WASHINGTON At least the administration is being consistent in its bizarre Deposit Insurance Fund projections.
Once again, the Office of Management and Budget's estimates of Federal Deposit Insurance Corp. costs are out of step with the FDIC's own projections, and appear out of step even with reality.
In contrast with 16 straight quarters of growth in the fund relative to insured deposits, President Obama's 2015 budget released Tuesday predicts a drop in the DIF's "reserve ratio" to 0.64% by the end of this year. (The ratio stood at 0.79% at the end of last quarter.)
Deciphering the technical budget terminology in the annual OMB release can be puzzling. But the White House year after year releases FDIC spending projections that appear to diverge significantly from figures put out by the agency itself. Based on historical data, however, the FDIC's projections look decidedly more reliable. (Unlike the FDIC, the administration uses fiscal-year budgeting.)
The OMB has an explanation for the disparity, saying the financial crisis essentially led to a much more conservative budgeting model to account for the small chance that the turmoil of 2008 and 2009 could someday repeat itself. But that "recalibrated model," as one OMB official put it, has led to severely disparate estimates.
For example, in the 2013 proposed White House budget, the OMB had projected the FDIC's insurance fund balance would dip into negative territory again and stay there until 2015. In reality, the fund which indeed was technically insolvent in 2009 during the wave of bank failures has remained out of the red since mid-2011.
The 2015 budget was not as extreme. The administration says it expects steady growth in the DIF "from 2015 on," and projects the reserve ratio will hit a congressionally required target of 1.35% by 2020.
Still, in the 2015 spending proposal, the OMB projections regarding resolution costs sharply differ from those of the FDIC.
The FDIC has repeatedly projected a downward trend in failures and costs associated with them. In September, the agency provided another update on projected DIF losses indicating a continued decline. The agency estimated that failure costs from 2013 through 2017 would total $4 billion averaging out to $800 million per year down from an earlier projection of $5 billion. (Preliminary loss calculations for the five banks seized so far this year total just over $92 million.)
Meanwhile, the agency continues to return money back to its insurance fund after essentially having set aside too much in loss reserves for anticipated failures. The agency's loss provision last quarter was negative-$4.6 billion.
That is wildly different from OMB's projections.
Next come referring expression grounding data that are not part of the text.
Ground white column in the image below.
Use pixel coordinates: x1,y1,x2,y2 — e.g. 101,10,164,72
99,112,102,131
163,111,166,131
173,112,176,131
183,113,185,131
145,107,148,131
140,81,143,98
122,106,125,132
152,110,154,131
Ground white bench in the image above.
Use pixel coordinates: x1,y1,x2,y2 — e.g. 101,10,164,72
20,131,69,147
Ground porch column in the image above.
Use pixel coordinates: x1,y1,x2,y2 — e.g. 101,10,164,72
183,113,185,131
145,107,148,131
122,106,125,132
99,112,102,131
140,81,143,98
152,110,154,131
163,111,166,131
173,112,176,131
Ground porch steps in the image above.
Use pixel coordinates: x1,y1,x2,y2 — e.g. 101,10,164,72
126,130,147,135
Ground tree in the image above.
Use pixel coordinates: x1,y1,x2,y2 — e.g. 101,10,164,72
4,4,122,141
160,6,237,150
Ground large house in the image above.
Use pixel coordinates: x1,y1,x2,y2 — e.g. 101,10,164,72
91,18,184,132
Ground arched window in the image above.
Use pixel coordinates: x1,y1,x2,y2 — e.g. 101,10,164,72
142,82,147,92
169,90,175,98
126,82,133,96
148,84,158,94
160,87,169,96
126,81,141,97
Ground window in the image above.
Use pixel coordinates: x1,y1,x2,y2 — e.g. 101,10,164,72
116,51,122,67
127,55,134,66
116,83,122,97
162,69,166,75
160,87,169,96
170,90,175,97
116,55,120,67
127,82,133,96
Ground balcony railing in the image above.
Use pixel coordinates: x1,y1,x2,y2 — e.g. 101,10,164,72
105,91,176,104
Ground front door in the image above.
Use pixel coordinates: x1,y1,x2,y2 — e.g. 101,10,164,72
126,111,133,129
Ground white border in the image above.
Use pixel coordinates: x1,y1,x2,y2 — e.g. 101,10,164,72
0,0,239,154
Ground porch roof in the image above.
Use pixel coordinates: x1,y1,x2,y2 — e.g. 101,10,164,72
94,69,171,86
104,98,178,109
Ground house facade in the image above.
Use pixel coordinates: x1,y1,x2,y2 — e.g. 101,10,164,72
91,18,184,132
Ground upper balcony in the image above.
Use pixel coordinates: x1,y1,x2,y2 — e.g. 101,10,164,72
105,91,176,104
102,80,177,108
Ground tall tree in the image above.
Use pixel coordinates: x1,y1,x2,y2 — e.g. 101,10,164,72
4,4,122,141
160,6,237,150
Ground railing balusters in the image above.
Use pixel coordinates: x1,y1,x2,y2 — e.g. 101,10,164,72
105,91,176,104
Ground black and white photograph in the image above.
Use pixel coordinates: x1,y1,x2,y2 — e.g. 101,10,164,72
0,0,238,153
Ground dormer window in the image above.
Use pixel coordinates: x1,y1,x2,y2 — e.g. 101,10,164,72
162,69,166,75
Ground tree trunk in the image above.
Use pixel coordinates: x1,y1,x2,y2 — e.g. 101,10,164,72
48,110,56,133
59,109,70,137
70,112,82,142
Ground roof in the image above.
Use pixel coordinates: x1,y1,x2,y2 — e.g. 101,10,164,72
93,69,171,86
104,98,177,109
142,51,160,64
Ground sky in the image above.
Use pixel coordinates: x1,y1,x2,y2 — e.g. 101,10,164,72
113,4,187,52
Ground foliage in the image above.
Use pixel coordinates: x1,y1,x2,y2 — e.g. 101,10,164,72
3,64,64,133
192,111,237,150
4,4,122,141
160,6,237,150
The administration's budget uses the term "resolution outlays." That appears to refer to failure-related costs, although it is unclear if that is an actual expenditure or a provision to cover future losses or something different. Nonetheless, the estimated outlay for 2014 is a whopping $14 billion an astronomical 1,600% jump from FDIC average annual projected failure costs.
In 2015, the OMB's estimated resolution outlay is $13.4 billion. The estimates for both years are nearly triple what OMB calculated for 2013 resolution outlays.
The OMB official, who spoke on the condition of anonymity, acknowledged that the budget projections will likely not prove accurate with regard to near-term failure costs, but said the projections are in line with historical trends for failures going back to the 1930s.
"The projected failures assumed in our model are consistent with historical bank failures since the FDIC's inception in 1933," the official said. "Historical losses to the DIF have been concentrated in a few years. It is unlikely that such a year will occur in the near future. Nevertheless our estimates are meant to reflect a small possibility of one of those years occurring. That approach may make our estimates higher than projections that do not reflect that possibility."
But industry observers are still scratching their heads.
"Our take is that the OMB again is completely out of touch with the realities of the FDIC's fund and the FDIC's own projections," said Rob Morgan, a senior research manager for the American Bankers Association.
The administration's budget looks to make up for the costs related to bank failure resolutions with an item called "spending authority from offsetting collections." That sounds like it is referring to what the FDIC collects in insurance premiums paid by the industry. The authority estimated for 2014 is $20 billion, while $25.7 billion is estimated for 2015. Both figures are over 200% more than what OMB said was actually collected in 2013.